На следующий день я получил приглашение на вечер.

Тем самым я и угодил в водоворот бурной жизни. В маленькой комнатке Л.А. Воронцовой я застал целое скопище женщин и мужчин в возрасте от двадцати до сорока, разместившихся на двух стульях, на постели и даже на полу. Почти все они оказались журналистами и к величайшему моему удивлению, лишь один из них был партийцем. Эта отчаянно дымящая компания была первым вихрем, увлекшего меня урагана. Сбилась она случайно — Л.А. Воронцова созвала коллег, кто хоть мало-мальски владел каким-нибудь из западных языков, но за неделю мы по-настоящему сроднились. Чуть не каждый вечер собирались то у одного, то у другого. Я вспоминаю этих людей с благодарностью: сопровождая меня, охотно давая пояснения, они во многом помогли мне.
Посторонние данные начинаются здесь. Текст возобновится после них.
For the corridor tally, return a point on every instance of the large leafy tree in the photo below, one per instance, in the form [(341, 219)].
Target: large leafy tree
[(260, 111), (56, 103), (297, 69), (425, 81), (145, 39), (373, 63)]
В Россию я отправился не за тем, чтобы изучать архитектуру храмов. Да и волжские воды интересовали меня в малой степени. Строчить лирические репортажи?.. Подобная задача меня не привлекала, да и не силен я в этом жанре. Как везде и всюду, в первую очередь я стремился познакомиться с жизнью людей. И непредвзято постичь систему, в данный момент определяющую судьбы этих людей.

Читателя не касаются мои мировоззрение и общественные взгляды, да я и сам старался забыть о них, чтобы сохранять объективность. Мне хотелось запечатлеть один момент пролетарской революции, запечатлеть с такой беспристрастностью, словно я отряжен самой Клио. Для этого мне пришлось поближе познакомиться и с коммунистами.

Читателю наверняка показалась бы странной книга об Африке, где речь идет обо всем на свете, но только не о неграх. Наверняка упрекнули бы в предвзятости исследователя, который изначально, заранее питает антипатию к неграм. Мой писательский долг обязывал меня подойти к коммунистам с искренним интересом, отыскать их. И я обнаружил их — в несметном количестве.

Я старался сблизиться с ними не только в характерной для них среде обитания — в партийных ячейках, на собраниях, на заводах, но и на улице, в трамвае, в частных домах. Сам заговаривал с ними, со многими из них завязал тесное знакомство, к некоторым был искренне расположен. Мы обменивались рукопожатиями, шутили, угощали друг друга пивом, а то и ужином.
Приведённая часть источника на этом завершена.